2. Wierzy w poradniki
Motywacja do zmienienia wszystkiego pojawia się zwykle w życiu Bridget, gdy zda sobie sprawę z tego, że ewidentnie nawaliła. Posiłkuje się wtedy wiedzą teoretyczną ze źródeł takich jak: "Mężczyźni są z Marsa, kobiety są z Wenus"; "Jak zdobyć faceta?"; "Jak flirtować?". Uzależnia również szczęście osobiste od porad przeczytanych w "Cosmopolitan" czy "Marie Claire". Nieomal wpada w panikę, gdy okazuje się, że kosz na papiery postawiła w mieszkaniu na miejscu, które jest - według filozofii zen - odpowiedzialne za przypływ gotówki.
Niestety podziwu godnej wiedzy nt. mężczyzn, randek i uwodzenia, Bridget nie jest w stanie stosować w życiu. Jak jej nie kochać?
3. Jest atrakcyjna. Inaczej
Bridget stara się dbać o wygląd, z różnym skutkiem… Obiecuje sobie, że swój ubiór będzie wzorować na "nonszalanckim looku celebrytów na lotniskach". Mimo szczerych chęci, najczęściej nosi zbyt krótkie i obcisłe sweterki i spódnice oraz zdarza się jej mieć oczko w rajstopach. Niektóre jej ubraniowe wpadki przeszły do historii. Jak wyszczuplająca bielizna na randce z szefem - Danielem Cleaverem czy strój króliczka Playboya na przyjęciu u rodziców.
4. Zna się na żartach
Trzeba przyznać, że przy wszystkich emocjach, Bridget ma też spory dystans do tego, co jej się przydarza.

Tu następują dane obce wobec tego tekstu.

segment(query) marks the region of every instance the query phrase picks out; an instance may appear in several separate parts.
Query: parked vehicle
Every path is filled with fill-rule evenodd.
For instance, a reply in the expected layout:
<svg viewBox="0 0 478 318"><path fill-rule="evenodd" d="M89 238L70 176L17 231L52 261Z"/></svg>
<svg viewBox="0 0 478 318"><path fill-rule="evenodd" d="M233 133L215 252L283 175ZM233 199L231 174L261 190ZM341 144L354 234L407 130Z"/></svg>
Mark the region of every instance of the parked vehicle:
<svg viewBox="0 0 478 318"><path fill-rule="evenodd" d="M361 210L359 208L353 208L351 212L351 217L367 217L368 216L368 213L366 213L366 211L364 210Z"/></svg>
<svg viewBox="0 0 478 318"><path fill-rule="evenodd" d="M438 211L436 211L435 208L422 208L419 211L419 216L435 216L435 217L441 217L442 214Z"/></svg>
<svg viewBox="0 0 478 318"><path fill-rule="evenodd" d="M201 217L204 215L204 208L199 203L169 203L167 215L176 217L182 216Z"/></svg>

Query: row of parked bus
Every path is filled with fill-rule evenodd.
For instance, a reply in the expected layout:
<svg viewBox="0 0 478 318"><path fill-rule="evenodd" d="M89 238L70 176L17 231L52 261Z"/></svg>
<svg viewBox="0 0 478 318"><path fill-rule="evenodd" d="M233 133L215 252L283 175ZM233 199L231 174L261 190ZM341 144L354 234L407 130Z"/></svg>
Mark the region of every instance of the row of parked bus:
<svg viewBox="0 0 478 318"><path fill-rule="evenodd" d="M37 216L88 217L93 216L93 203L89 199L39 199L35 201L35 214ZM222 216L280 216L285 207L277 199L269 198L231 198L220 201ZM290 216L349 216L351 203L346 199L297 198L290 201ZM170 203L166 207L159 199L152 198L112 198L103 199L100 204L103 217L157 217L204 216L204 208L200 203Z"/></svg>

Jeśli swoją sytuację uzna za "tragiczną", przyrówna ją do czegoś - w jej przekonaniu - niewypowiedzianie strasznego. "Będę musiała zostać katechetką w szkole dla dziewcząt i zamieszkać z trenerem hokejowym" – pisze, gdy nie udaje jej się randka.
Wpis po pierwszym spotkaniu z Markiem Darcym: "To śmieszne nazywać się Darcy i stać samotnie na przyjęciu z dumną i nieprzystępną miną (Fitzwiliam Darcy to bohater "Dumy i uprzedzenia" - red.). To tak, jakby nazywać się Heathcliff (nieszczęśliwie zakochany bohater "Wichrowych wzgórz" – red.) i spędzić cały wieczór w ogrodzie, krzycząc: 'Cathy' i waląc głową w drzewo".
Kiedy dopada ją melancholia ma z kolei w zwyczaju snuć czarny scenariusz o tym, że nagle umrze sama w mieszkaniu, a jej ciało zjedzą… owczarki alzackie.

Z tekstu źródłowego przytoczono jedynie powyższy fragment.